Le Paradis Terrestre contient, racontées par un doux trouvère de nos temps, les légendes héroïques de la Grèce, ainsi que les mythes empruntés aux peuples du Nord, Germains et Scandinaves. On peut citer La Course d’Atalante, L’Amour et Psyché, L’Amour d’Alceste, Le Fils de Crésus, Pygmalion et la Statue, La Mort de Paris, Ogier le Danois, Les Amants de Gudrune, etc. Il est impossible, en un si court espace, de donner une idée adéquate de cette prodigieuse série d’épopées.

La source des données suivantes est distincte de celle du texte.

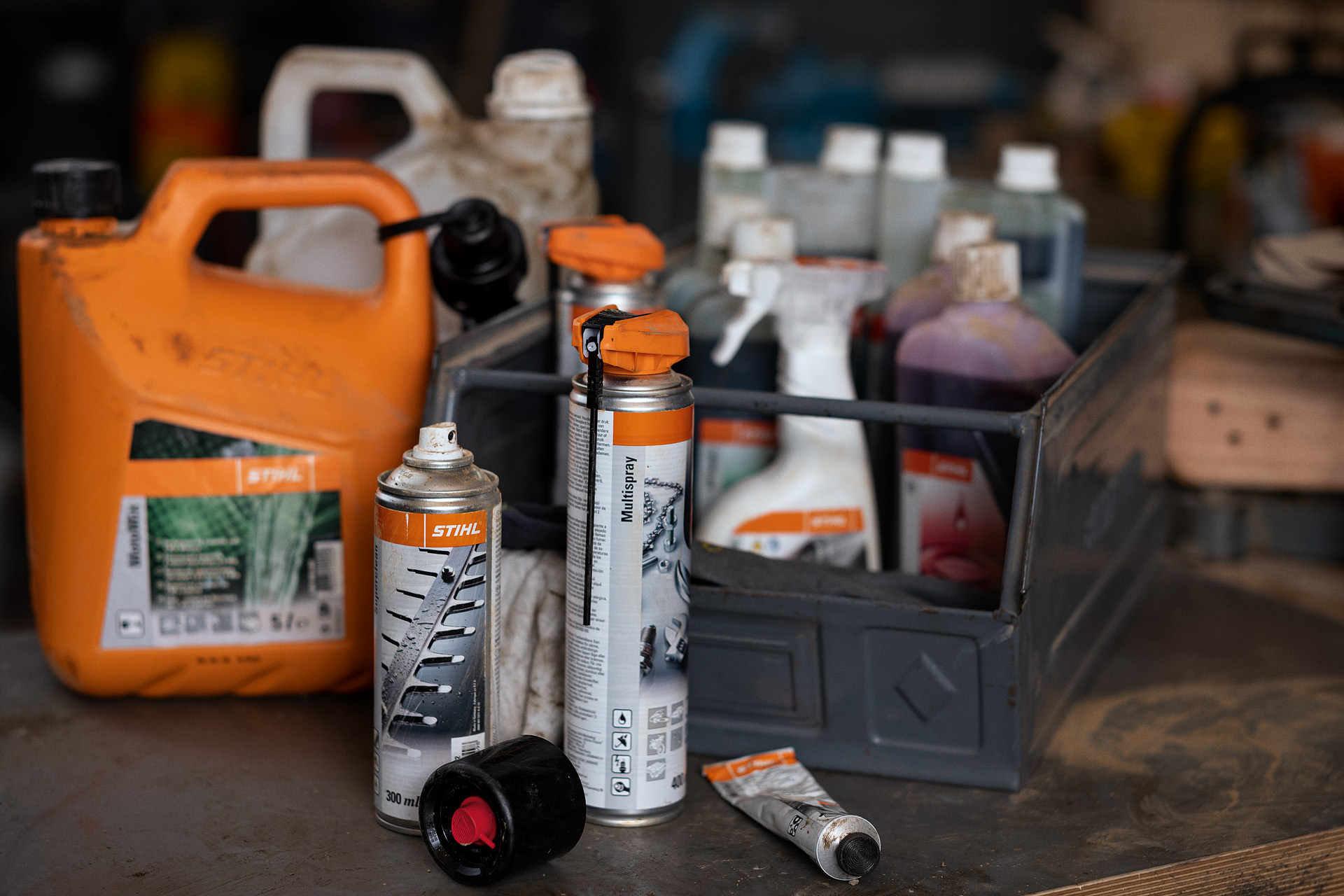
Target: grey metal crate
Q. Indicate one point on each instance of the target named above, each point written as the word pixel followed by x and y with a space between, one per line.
pixel 899 685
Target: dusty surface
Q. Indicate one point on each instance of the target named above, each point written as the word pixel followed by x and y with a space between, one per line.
pixel 1217 724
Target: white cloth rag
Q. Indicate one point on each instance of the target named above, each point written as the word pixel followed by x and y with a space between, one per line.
pixel 531 699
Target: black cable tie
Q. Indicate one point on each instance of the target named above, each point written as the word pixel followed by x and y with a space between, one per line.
pixel 400 227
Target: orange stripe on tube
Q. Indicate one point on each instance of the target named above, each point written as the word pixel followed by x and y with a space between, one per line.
pixel 655 428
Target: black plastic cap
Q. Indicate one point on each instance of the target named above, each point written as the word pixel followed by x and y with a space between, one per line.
pixel 477 260
pixel 76 188
pixel 858 855
pixel 534 793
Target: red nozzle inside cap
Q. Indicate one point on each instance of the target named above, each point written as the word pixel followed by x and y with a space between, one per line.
pixel 473 822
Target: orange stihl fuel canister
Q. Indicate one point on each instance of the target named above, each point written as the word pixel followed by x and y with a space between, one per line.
pixel 202 444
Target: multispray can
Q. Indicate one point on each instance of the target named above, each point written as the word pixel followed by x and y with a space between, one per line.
pixel 597 262
pixel 628 582
pixel 436 609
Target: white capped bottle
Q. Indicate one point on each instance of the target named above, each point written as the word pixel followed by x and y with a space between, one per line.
pixel 834 204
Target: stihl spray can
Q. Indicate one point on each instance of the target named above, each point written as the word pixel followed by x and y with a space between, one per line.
pixel 628 566
pixel 436 608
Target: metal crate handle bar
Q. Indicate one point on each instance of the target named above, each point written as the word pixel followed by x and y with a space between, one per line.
pixel 1025 425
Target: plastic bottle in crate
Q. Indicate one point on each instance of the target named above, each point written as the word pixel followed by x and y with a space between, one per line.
pixel 988 352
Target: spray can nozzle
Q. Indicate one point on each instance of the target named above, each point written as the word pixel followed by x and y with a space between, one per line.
pixel 806 290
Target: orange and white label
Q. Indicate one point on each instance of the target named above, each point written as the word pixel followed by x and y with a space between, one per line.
pixel 654 428
pixel 944 466
pixel 429 530
pixel 217 476
pixel 746 764
pixel 737 431
pixel 832 522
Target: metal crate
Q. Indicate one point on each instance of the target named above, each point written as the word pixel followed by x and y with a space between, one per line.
pixel 897 684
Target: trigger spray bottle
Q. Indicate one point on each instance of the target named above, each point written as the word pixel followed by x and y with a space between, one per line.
pixel 816 500
pixel 628 583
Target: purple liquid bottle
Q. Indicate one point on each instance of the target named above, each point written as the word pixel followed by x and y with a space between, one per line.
pixel 986 351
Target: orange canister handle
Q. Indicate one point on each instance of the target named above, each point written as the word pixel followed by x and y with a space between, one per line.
pixel 194 191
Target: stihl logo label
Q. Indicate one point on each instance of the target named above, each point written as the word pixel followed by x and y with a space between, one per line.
pixel 456 530
pixel 276 476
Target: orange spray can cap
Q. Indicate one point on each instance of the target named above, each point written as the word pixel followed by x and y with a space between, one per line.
pixel 610 253
pixel 638 344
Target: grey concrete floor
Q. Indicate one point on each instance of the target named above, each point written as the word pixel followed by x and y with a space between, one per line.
pixel 1217 723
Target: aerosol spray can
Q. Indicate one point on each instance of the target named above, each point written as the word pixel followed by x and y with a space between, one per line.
pixel 628 566
pixel 597 262
pixel 436 608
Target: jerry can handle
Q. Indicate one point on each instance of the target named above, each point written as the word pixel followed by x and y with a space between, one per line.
pixel 194 191
pixel 305 71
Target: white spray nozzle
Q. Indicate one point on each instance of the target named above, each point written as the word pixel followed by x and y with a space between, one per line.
pixel 758 282
pixel 820 292
pixel 766 239
pixel 438 442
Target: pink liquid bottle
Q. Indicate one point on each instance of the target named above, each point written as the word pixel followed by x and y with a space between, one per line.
pixel 986 351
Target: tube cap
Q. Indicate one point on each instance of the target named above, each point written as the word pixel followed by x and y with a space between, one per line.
pixel 851 149
pixel 641 344
pixel 1028 168
pixel 768 239
pixel 737 146
pixel 917 155
pixel 858 855
pixel 958 229
pixel 613 253
pixel 76 188
pixel 538 85
pixel 987 273
pixel 438 442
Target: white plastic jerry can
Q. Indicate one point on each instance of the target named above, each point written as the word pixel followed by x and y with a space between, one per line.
pixel 531 156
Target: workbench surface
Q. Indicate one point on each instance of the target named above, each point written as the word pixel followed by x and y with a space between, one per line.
pixel 1217 723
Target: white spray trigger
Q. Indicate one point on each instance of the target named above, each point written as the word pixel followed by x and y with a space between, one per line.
pixel 760 285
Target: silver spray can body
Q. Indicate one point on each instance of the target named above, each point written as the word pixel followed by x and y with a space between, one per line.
pixel 625 666
pixel 436 618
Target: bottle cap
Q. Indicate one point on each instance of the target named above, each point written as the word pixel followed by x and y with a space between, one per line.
pixel 917 155
pixel 76 188
pixel 858 855
pixel 612 253
pixel 737 146
pixel 477 260
pixel 772 239
pixel 438 442
pixel 987 273
pixel 1028 168
pixel 640 344
pixel 538 85
pixel 958 229
pixel 851 149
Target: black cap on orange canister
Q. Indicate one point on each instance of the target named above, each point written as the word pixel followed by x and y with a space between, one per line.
pixel 507 808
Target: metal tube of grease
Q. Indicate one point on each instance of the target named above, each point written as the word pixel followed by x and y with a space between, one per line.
pixel 776 790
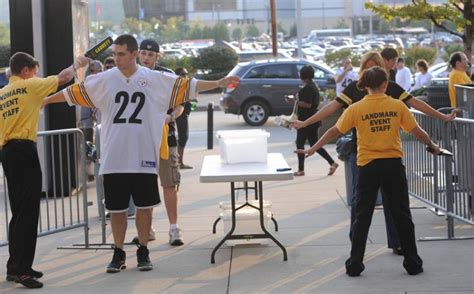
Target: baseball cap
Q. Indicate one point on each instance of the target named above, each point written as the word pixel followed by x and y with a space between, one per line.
pixel 150 45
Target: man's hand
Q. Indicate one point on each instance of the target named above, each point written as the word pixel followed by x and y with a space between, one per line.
pixel 307 153
pixel 228 80
pixel 81 61
pixel 297 124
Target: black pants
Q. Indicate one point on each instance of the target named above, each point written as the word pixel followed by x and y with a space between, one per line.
pixel 23 171
pixel 390 175
pixel 309 133
pixel 183 129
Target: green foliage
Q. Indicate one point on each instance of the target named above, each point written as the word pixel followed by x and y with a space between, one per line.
pixel 335 58
pixel 341 24
pixel 219 60
pixel 280 28
pixel 4 34
pixel 412 55
pixel 252 31
pixel 293 31
pixel 173 63
pixel 237 34
pixel 5 55
pixel 221 32
pixel 450 49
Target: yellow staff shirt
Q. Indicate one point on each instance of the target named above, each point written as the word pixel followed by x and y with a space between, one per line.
pixel 456 77
pixel 377 119
pixel 20 103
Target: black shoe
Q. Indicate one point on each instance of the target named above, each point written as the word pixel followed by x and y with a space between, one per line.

Tout au plus pourrons-nous en suggérer le caractère en la différenciant de La Légende des Siècles. Là où Victor Hugo est tout vie, force et rage, William Morris est le calme, l’harmonie, la grâce. Victor Hugo mène nos pensées terrifiées aux cimes où se déploie dans la tempête le vol des aigles ; William Morris leurre notre nostalgique rêverie vers un verger enchanté où roucoulent des colombes. Bref, comme son satyre, le poète français se dresse « debout dans le délire des rêves, des frissons, des aurores, des cieux », tandis que le poète anglais a dit de lui-même, dans une fameuse Apologie : « Je ne suis que le vain chanteur d’une journée désœuvrée », I am the idle singer of an empty day :

Du ciel ou de l’enfer je n’ai pas pouvoir de chanter,
Je ne puis alléger le fardeau de vos craintes,
Ni faire de la mort aux pas rapides une petite chose,
Ni vous ramener le bonheur des ans passés ;
Et par mes paroles vous n’oublierez pas vos larmes
Et vous ne recouvrerez pas l’espérance pour tout ce que je puis dire,
Moi, le vain chanteur d’une journée désœuvrée.